Edit: I should also mention, if you are stuck on something like restricted hosting with CPanel which severely limits your deployment options (some of my clients are in this boat), then http://ftploy.com/ is a really cool solution. But you should really get your ass off cpanel asap.
Double edit: Some of the replies below have made some good points that I had not considered which weaken my argument. So while I'm now more ambivalent than dismissive towards the idea of using git to deploy, there are several modifications that should be made to this particular system to make it production-ready. See avar's and mark_l_watson's comments below and mikegirouard's comment elsewhere for some ideas.
I generally see four stages in the devops maturation of a programmer:
1. I rsync my code using pre-built commands in Fabric when I'm ready to push.
2. I write code and have hooks on the server to pull the repo when I tag a release in my VCS.

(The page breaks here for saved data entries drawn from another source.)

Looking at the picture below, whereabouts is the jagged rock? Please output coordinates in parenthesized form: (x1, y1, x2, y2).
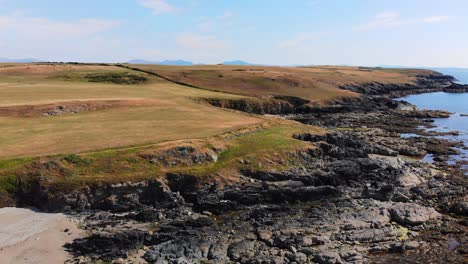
(66, 230, 146, 260)
(450, 200, 468, 216)
(314, 251, 343, 264)
(227, 240, 257, 260)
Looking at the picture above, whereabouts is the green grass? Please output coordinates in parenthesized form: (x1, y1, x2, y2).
(174, 123, 322, 177)
(85, 72, 148, 84)
(0, 175, 17, 194)
(0, 157, 35, 171)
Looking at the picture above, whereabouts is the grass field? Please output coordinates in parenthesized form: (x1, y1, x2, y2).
(0, 63, 434, 160)
(131, 64, 434, 104)
(0, 64, 262, 158)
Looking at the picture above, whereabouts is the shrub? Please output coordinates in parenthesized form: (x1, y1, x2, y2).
(63, 154, 90, 165)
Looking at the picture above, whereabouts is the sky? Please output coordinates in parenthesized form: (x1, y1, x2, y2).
(0, 0, 467, 67)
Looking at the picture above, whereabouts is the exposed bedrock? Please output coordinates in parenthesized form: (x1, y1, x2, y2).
(339, 74, 468, 97)
(55, 131, 467, 263)
(203, 75, 468, 116)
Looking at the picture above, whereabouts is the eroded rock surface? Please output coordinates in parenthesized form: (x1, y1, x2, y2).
(59, 130, 467, 263)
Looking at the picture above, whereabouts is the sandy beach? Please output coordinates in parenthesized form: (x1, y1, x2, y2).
(0, 207, 83, 264)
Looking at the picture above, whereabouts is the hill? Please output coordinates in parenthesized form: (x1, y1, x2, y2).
(127, 59, 193, 66)
(222, 60, 254, 65)
(131, 64, 434, 105)
(0, 63, 260, 158)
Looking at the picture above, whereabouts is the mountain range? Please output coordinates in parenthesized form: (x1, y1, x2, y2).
(0, 58, 42, 63)
(126, 59, 254, 66)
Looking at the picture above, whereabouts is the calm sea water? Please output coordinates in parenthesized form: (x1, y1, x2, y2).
(399, 68, 468, 172)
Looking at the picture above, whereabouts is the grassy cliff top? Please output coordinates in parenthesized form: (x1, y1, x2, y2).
(0, 63, 261, 158)
(0, 63, 434, 160)
(0, 63, 436, 197)
(131, 64, 436, 104)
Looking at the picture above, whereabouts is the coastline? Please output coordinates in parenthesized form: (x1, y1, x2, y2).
(397, 92, 468, 175)
(0, 72, 466, 263)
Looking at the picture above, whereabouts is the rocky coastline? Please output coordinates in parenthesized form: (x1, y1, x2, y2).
(3, 74, 468, 263)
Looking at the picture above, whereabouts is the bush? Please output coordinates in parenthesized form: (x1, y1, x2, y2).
(63, 154, 90, 165)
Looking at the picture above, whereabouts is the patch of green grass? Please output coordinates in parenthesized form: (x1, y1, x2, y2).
(85, 72, 148, 84)
(219, 126, 303, 161)
(177, 124, 317, 177)
(63, 154, 91, 165)
(0, 175, 17, 194)
(0, 123, 318, 185)
(0, 157, 35, 171)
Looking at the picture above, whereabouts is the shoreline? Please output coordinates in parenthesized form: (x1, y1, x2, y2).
(0, 74, 467, 263)
(397, 91, 468, 175)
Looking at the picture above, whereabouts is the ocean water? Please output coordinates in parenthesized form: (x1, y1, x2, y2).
(430, 68, 468, 84)
(399, 68, 468, 173)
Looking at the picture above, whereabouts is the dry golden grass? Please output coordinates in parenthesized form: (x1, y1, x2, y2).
(132, 65, 435, 104)
(0, 64, 122, 76)
(0, 63, 434, 159)
(0, 64, 262, 158)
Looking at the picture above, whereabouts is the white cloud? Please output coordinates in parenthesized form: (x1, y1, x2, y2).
(423, 16, 451, 23)
(197, 11, 234, 31)
(0, 13, 123, 61)
(279, 32, 328, 48)
(356, 12, 450, 31)
(176, 33, 225, 49)
(0, 13, 119, 39)
(137, 0, 175, 15)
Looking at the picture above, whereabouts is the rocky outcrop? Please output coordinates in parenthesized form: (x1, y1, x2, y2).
(57, 130, 467, 263)
(339, 74, 467, 98)
(202, 98, 297, 114)
(140, 145, 219, 167)
(16, 179, 183, 213)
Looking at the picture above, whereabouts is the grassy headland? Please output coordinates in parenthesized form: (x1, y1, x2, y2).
(0, 63, 437, 200)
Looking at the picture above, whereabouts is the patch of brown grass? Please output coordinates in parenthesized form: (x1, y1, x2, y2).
(0, 64, 264, 159)
(0, 99, 168, 117)
(131, 65, 436, 105)
(0, 64, 123, 76)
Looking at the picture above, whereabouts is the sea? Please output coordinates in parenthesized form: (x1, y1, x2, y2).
(398, 68, 468, 174)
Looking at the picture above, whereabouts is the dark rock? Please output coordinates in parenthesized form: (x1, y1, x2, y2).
(314, 252, 343, 264)
(66, 230, 146, 260)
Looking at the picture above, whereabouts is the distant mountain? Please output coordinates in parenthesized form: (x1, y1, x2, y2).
(222, 60, 254, 66)
(0, 57, 41, 63)
(127, 59, 193, 66)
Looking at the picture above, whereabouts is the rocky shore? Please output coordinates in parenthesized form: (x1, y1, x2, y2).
(3, 74, 468, 263)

3. I use my language's package management system to build a source distribution that includes all of the necessary static assets, the web application, and any database migration code; I also use a sane versioning scheme to keep track of releases. When I want to push I use a build system that hooks into my continuous integration server and builds a distribution whenever the senior programmer tags a release. It is then made available to the production server in a deb or rpm repository where the senior programmer can then just run an update command (that updates with the new distribution and runs any necessary database migration or post-upgrade hook scripts).
4. You are so big that you've got a custom deployment system built on-top of BitTorrent (ala Facebook) or something similar.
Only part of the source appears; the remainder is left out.